A journalist from the Southern Daily Echo who travelled to Iraq saw her camp mortar-bombed during a week living with the troops.

She also endured what she decribed as the “terrifying ordeal” of a hot desert journey in 30-ton tank.

Assistant news editor Jenny Makin travelled to the war-torn country to visit Hampshire troops serving with the Princess of Wales’ Royal Regiment based near Basra.

She spent a week living with soldiers, Navy personnel and RAF staff to find out what life was like for the British forces there.

During her stay her camp at Basra Air Station came under mortar attack, and less than 12 hours later she took a journey across the desert in a “moving tin can” – an armoured Warrior tank.

She said: “The scariest thing about being inside one of these armoured personnel carriers used by 1PWRR is that you cannot see outside and have no sense of what is going on, where you are going or what lies ahead.”

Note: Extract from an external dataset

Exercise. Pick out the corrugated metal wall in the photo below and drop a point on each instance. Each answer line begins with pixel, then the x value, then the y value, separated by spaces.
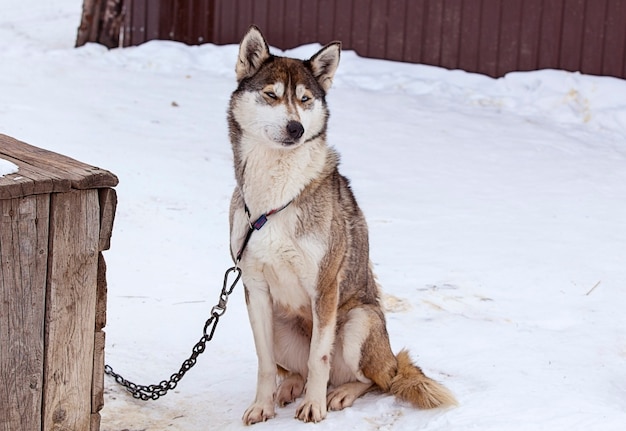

  • Jenny with some of the troops
  • She also met dozens of personnel from the circulation area of the Southampton-based daily newspaper and was able to send back messages to their families.

    And despite the sweltering heat and unbearable humidity, there were some welcome diversions – including branches of Pizza Hut and Subway which had just opened near the Shaibah Logistics Base.

    Jenny said: “It has been an experience of a lifetime that is difficult to sum up in words and the most incredible insight to just what our forces are having to cope with in this conflict which appears to have no end in sight.

    “Everyone I spoke to on the ground told me this is no longer a question of whether Britain was right to go to war in the first place, that is in the past.

    “What matters now to them is that they stay and get the job finished, no matter how long it may take and how much danger they are in.”

    She added: “My week in Iraq had felt more like a month, mostly because of debilitating heat and the distinct lack of sleep.

    “I have drank more bottled water than I thought imaginable and have returned with a number of blisters to remind me where I have been.”

    Southern Daily Echo editor-in-chief Ian Murray said: “Jenny did a superb job, especially with coming under fire at times.

    “Despite that she provided copy daily for the paper and our website.”